HAVE SUCKED GINORMOUS HAIRY DONKEY BALLS!
So basically my life has gone to shit and back in the last few days. On Friday, I fasted, NOT because I wanted to, but because I could not literally eat. The boy and I had a sit down chat about how he isn't in love with me anymore. So I am going to move out, actually I am going to move to England. Unless I get funding for my next degree, then I will do that and then fuck off to London. Which frankly, I am really excited about. And honestly, I am not all that sad that my relationship is failing - I haven't been happy in a while. Basically where we are though is "working on it." I'm trying to change some things about myself that he has issue with - for example apparently my opinionated-ness is seen as bitchy and I have no imagination - apparently. Fuck me, I moved to London to be an artist - and I have no imagination - okay.

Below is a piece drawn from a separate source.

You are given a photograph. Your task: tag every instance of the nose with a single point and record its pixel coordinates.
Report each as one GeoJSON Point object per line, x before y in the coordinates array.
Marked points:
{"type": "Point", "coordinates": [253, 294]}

So Friday night I went out with my sister and cried and got absolutely hammered ass anihilated drunk and cut myself to pieces. My torso looks like I have been attacked. Criss crossed cuts up and down my fat ass stomach. And a couple on my arm. The next afternoon, the boy and I had a shower together and he saw them. I don't care - what is he gonna do - dump me!? Wha'eva.
So yesterday was spent just spending time together and trying to remember why exactly we are dating each other. The thing is though, that I don't like the person I have become with him and if I can try go back to how I was in the beginning then maybe I will be okay and this relationship will survive. I don't think he is worth killing myself over though. The thought of him with someone else nauseates me.
Yesterday, I ate a lot. Today, I haven't eaten yet but I am going to get some chinese or something yummy. I don't care. BUT, exciting news - I have been booked for an advertisement - for a beer commercial. I am not sure if it is print or tv commercial, but I'm stoked. I am also probably a background extra and the shoot is 13 hours long and quite a drive out of town. But who cares!? WOOHOO for commercial. So I am going to fast tomorrow. Don't want to be fat on the job.
Yes, my life is a bit crap at the moment. But c'est la vie. Cut cut, drink drink - woowoo ... andddd sleep.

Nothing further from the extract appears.